During 2006, the McMinns traveled to Jamaica as a part of their church's mission trip spending $3,013 for unreimbursed travel expenses.  Out of pocket volunteer expenses incurred on behalf of a charity may be deductible contributions. [Treas.Reg. Sec. 1.170A-1(g)] However, as with other contributions, where the expenses exceed $250, a contemporaneous written acknowledgement is required.  The acknowledgment need not include the actual amount of the unreimbursed volunteer expenses, but it should describe the volunteer services provided to the charity.  The McMinns did not receive the required acknowledgment from their church, so the deduction was disallowed. 

Take Aways from the McMinns

Only in certain instances must churches and other charities issue a contribution receipt or face a penalty.  These instances include complying with Form 1098-C requirements and for contributions of more than $75 where goods or services are provided in exchange for the contribution.  

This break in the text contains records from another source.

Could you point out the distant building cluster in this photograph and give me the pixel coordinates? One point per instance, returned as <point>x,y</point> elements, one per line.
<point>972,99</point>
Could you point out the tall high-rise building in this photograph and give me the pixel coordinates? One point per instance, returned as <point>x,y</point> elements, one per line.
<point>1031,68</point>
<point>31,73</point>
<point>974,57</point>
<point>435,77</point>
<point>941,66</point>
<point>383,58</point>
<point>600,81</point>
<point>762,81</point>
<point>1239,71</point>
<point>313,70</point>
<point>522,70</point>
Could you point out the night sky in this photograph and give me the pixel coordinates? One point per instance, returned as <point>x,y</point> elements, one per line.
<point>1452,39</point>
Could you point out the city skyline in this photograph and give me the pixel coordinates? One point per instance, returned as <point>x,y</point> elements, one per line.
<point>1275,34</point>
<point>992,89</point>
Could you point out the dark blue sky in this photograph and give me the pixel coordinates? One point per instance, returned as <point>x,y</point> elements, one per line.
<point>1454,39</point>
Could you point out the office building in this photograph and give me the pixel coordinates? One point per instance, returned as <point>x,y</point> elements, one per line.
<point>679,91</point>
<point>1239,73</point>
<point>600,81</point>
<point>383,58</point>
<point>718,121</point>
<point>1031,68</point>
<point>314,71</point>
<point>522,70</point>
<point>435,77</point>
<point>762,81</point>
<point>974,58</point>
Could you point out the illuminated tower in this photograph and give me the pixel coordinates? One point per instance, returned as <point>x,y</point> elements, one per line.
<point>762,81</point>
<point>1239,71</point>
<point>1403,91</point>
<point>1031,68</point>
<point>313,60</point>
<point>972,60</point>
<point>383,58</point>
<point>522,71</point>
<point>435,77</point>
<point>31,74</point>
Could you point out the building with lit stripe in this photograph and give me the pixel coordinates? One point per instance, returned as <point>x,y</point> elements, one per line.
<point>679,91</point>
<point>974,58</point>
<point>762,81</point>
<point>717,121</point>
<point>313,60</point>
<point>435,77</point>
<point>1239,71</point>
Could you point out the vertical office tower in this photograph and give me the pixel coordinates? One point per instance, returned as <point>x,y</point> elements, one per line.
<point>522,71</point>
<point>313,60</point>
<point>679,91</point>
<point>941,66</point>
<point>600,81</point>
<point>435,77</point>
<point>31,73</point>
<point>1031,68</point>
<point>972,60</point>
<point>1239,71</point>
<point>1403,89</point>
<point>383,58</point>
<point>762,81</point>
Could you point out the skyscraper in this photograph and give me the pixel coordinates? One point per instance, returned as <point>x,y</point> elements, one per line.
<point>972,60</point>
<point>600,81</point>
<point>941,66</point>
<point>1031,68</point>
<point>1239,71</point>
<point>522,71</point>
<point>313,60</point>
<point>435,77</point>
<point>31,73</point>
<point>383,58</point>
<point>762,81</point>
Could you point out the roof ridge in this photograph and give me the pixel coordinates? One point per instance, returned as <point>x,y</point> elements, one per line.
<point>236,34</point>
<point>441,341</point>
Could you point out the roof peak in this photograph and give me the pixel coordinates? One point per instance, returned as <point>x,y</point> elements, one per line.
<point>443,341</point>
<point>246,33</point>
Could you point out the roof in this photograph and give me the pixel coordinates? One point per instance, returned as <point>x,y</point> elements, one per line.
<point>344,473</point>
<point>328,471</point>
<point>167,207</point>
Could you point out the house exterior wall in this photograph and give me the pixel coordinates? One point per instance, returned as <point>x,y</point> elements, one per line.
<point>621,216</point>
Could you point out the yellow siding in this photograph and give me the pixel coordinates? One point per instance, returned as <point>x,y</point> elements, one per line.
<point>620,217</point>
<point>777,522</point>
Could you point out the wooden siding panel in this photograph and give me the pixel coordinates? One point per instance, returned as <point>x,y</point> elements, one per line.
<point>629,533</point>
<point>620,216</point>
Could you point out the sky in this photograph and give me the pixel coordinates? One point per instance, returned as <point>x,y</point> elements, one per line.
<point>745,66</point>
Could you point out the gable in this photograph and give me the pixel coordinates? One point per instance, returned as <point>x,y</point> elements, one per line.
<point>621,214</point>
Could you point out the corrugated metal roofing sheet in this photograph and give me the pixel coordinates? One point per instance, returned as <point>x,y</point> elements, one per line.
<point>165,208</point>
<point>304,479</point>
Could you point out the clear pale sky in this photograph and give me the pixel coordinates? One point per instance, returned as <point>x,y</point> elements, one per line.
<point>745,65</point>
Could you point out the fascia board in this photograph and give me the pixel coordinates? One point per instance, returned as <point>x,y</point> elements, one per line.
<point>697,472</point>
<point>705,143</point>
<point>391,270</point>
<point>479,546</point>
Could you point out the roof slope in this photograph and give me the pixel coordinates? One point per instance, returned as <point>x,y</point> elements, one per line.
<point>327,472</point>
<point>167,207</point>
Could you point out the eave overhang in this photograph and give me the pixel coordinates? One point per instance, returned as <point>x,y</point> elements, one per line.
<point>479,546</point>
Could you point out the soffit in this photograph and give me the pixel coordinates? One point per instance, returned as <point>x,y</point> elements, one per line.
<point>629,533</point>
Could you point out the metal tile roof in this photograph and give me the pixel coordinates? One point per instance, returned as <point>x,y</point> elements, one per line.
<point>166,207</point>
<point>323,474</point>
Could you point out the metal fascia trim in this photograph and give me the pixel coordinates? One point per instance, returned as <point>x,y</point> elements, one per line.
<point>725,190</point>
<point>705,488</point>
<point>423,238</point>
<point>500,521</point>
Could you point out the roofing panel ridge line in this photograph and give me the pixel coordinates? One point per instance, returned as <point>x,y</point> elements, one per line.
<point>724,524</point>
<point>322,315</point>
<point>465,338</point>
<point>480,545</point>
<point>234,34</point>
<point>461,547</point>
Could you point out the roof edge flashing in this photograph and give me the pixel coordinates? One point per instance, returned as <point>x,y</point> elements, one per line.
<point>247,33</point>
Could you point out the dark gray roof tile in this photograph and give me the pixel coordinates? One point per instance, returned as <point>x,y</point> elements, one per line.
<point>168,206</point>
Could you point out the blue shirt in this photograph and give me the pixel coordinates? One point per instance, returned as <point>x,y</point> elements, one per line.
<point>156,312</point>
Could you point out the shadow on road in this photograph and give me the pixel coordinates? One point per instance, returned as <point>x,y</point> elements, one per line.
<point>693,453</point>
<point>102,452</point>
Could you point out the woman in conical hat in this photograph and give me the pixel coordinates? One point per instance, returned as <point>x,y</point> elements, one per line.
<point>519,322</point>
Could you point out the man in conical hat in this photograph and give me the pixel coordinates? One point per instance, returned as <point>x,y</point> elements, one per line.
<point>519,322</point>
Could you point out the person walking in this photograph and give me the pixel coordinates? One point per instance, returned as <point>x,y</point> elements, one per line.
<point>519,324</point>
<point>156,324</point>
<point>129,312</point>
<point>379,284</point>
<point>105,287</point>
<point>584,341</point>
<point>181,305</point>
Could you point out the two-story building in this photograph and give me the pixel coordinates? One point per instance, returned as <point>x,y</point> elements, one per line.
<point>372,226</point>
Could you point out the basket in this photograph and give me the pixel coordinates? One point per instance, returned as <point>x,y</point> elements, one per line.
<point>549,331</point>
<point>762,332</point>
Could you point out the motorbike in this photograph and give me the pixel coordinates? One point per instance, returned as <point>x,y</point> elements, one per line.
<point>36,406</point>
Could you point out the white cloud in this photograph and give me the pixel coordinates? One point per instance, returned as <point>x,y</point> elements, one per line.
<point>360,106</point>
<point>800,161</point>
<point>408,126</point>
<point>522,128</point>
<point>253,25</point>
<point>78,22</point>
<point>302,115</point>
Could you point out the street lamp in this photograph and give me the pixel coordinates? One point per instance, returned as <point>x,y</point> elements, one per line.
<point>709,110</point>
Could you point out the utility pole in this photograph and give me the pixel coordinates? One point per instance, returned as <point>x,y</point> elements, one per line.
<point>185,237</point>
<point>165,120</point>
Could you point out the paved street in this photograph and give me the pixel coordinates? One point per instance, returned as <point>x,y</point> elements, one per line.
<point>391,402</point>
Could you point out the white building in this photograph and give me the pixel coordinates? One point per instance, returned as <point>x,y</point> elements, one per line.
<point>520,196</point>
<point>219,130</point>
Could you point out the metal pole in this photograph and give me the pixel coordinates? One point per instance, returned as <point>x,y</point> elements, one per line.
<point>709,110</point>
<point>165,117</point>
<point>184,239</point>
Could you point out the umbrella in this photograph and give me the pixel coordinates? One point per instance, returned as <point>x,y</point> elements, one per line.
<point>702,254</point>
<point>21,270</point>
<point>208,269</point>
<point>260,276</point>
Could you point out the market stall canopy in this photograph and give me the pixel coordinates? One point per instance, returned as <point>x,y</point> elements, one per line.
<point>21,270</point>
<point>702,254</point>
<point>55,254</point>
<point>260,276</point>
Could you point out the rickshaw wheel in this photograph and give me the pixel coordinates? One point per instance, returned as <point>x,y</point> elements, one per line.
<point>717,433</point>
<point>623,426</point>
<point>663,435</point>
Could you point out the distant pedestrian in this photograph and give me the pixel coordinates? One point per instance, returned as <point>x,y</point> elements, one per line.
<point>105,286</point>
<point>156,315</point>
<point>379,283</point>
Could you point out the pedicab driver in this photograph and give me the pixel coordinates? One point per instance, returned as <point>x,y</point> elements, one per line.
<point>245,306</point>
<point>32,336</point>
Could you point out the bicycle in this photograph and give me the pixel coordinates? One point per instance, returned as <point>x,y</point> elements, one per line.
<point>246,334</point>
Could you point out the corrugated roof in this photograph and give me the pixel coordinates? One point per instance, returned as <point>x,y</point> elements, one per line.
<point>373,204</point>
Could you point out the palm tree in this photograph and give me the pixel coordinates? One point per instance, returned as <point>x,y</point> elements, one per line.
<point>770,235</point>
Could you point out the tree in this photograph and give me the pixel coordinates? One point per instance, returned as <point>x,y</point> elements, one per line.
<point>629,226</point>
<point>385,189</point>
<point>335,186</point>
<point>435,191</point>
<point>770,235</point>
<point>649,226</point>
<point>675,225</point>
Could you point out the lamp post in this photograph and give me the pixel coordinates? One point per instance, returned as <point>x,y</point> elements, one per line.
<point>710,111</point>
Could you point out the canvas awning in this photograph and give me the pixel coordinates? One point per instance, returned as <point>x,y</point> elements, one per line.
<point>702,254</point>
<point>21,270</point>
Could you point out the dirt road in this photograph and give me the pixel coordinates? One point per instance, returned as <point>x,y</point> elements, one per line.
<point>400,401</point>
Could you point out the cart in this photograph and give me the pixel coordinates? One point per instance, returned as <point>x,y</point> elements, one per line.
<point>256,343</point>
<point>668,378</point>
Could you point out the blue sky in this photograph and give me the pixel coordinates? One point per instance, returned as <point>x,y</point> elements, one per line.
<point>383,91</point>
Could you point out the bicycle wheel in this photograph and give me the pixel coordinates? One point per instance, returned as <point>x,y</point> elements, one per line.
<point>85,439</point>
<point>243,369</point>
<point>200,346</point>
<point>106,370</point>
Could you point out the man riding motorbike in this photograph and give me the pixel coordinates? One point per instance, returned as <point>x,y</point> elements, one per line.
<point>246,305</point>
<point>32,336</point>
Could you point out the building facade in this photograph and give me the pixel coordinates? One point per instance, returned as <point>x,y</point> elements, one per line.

Generally, it is the donor's responsibility to obtain contemporaneous written acknowledgements sufficient to support contribution deductions.  However, donors rely on recipient organizations to be knowledgeable of the rules and assist them in obtaining sufficient documentation for contribution deductions.  Churches and other charities should:
  • be aware of and understand the rules applicable to donors;
  • review receipting practices and determine if they include the following:
    • receipts containing name, address and details of donations are issued for both cash and noncash donations of $250 or more;
    • receipts contain either a description of the goods or services provided in exchange for a donation or the statement "there were no goods or services provided in exchange for the donations" (religious organizations should include "other than intangible religious benefits" with this statement.);
    • receipts for volunteer services, especially those including travel, are issued to participants detailing the services provided to the organization; 
    • donations of any mode of transportation; i.e., auto, plane, boat, motorcycle, etc. are reported on Form 1098-C; and 
    • receipts for noncash contributions contain an adequate description of the property donated including the condition of the property (value of property not required or suggested.)
Due to the strict nature of the timing for "contemporaneous" receipts, a donor may not be provided a new receipt or a corrected receipt in the event of an IRS exam.  If a donor doesn't have required substantiation at the time the tax return is filed, there is no provision for correction in the future.  Time taken now to review organizational receipting practices may be the difference between a donor's success or failure in claiming a tax deduction for charitable contributions.